In addition to excellent clinical outcomes in comparison to SAVR, TAVI is much less invasive, with a significantly reduced hospital stay, more rapid recovery and far less consumption of hospital resources. TAVI is percutaneous and performed under local anaesthetic in >95% of patients in the UK. In the UK TAVI randomised trial, median hospital stay was 3 days for TAVI compared with 8 days for SAVR, median intensive care unit (ICU) bed day use was zero in the TAVI group, and QOL was improved after only 2 weeks in comparison to 6 months after SAVR.14 Minimisation of hospital stay, avoidance of ventilation and use of ICU, and more rapid recovery with TAVI in contrast to SAVR may be of particular merit in the era of the COVID-19 pandemic, when the premium placed on preserving healthcare resources and minimising hospital contact is even more profound.
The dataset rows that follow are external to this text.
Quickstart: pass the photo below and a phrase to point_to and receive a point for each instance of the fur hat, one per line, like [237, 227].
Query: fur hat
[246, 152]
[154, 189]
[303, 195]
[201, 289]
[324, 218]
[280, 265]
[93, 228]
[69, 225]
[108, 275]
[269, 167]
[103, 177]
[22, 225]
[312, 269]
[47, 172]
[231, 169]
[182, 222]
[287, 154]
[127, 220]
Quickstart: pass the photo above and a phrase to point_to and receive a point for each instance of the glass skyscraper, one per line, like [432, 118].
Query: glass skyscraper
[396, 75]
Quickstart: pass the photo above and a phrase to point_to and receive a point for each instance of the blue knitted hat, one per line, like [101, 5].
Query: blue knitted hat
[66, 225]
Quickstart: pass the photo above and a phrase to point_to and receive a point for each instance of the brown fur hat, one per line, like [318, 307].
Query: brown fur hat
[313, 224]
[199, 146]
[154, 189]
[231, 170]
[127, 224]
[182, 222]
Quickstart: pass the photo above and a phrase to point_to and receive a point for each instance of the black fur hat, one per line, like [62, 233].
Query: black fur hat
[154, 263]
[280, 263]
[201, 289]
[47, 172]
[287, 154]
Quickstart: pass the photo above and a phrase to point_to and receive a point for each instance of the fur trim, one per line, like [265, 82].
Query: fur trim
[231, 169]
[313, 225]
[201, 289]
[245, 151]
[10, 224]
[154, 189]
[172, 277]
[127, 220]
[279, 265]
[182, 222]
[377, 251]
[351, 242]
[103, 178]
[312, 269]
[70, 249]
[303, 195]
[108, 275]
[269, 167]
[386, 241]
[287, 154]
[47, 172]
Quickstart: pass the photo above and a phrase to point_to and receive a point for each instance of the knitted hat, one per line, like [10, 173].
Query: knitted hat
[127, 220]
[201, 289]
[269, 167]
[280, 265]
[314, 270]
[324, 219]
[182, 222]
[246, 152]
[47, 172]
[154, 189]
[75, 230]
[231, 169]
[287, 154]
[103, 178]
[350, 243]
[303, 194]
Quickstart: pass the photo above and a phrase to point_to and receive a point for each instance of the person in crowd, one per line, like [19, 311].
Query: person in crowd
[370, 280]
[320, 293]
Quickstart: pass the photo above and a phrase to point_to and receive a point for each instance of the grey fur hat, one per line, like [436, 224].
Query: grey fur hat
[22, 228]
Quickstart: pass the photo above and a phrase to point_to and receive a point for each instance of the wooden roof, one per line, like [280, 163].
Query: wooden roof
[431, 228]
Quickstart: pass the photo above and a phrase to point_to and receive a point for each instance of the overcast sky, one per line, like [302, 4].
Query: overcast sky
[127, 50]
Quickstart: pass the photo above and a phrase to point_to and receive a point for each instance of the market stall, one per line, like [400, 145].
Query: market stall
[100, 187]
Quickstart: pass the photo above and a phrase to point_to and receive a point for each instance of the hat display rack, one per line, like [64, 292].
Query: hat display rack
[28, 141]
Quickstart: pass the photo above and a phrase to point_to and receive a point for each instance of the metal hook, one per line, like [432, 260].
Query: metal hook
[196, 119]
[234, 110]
The impact of underprovision of TAVI in the UK

Waiting lists

Across the NHS, demand for TAVI far outstrips capacity, and as a result, patients with this debilitating and life-threatening condition face long waits for treatment. We performed an analysis of waiting times for TAVI in the NHS in 2019. Among 23 centres from which data were obtained, the median waiting time from referral to TAVI was 141 days—over 20 weeks (table 1). Geographical inequity in waiting times is also evident, with the median time from referral to TAVI varying from 9 weeks to 35 weeks. Furthermore, these times do not take into account the delay from the onset of symptoms to assessment by a general practicioner, followed by referral to a local hospital, and then eventual referral to the TAVI centre.

Table 1

Data from a survey of UK TAVI centres demonstrating the average waiting time from referral to TAVI during 2019

Mortality

Since the median survival of severe symptomatic AS is worse than almost any metastatic cancer, it is not unexpected that inadequate capacity and long waiting lists translate to mortality. A study published in 2014 showed that a delay to TAVI of 6 months led to almost a quarter of patients (23.3%) dying on the waiting list.15 In our survey of 23 UK TAVI centres, there were 299 deaths among patients awaiting TAVI in 2019. If extended to all 35 centres performing TAVI in the UK, this would translate to over 500 avoidable deaths annually. Again, there was significant geographical variation, with the number of deaths per centre for patients awaiting TAVI ranging from 1 to 40.

Hospitalisation

As well as death, a long wait for TAVI often leads to clinical deterioration and acute hospital admission. In our analysis from 23 UK TAVI centres, 22% of TAVI procedures were in hospitalised patients. The median hospital stay was 33 days among in- patients, compared with 3 days for those treated from home. A focused analysis in one large centre revealed that 39% of urgent in-patient procedures were in subjects who had already been accepted for TAVI and were on a waiting list but had decompensated. It is clear, therefore, that the long waits for TAVI seen in the NHS not only result in unnecessary deaths but also in the avoidable consumption of hospital beds.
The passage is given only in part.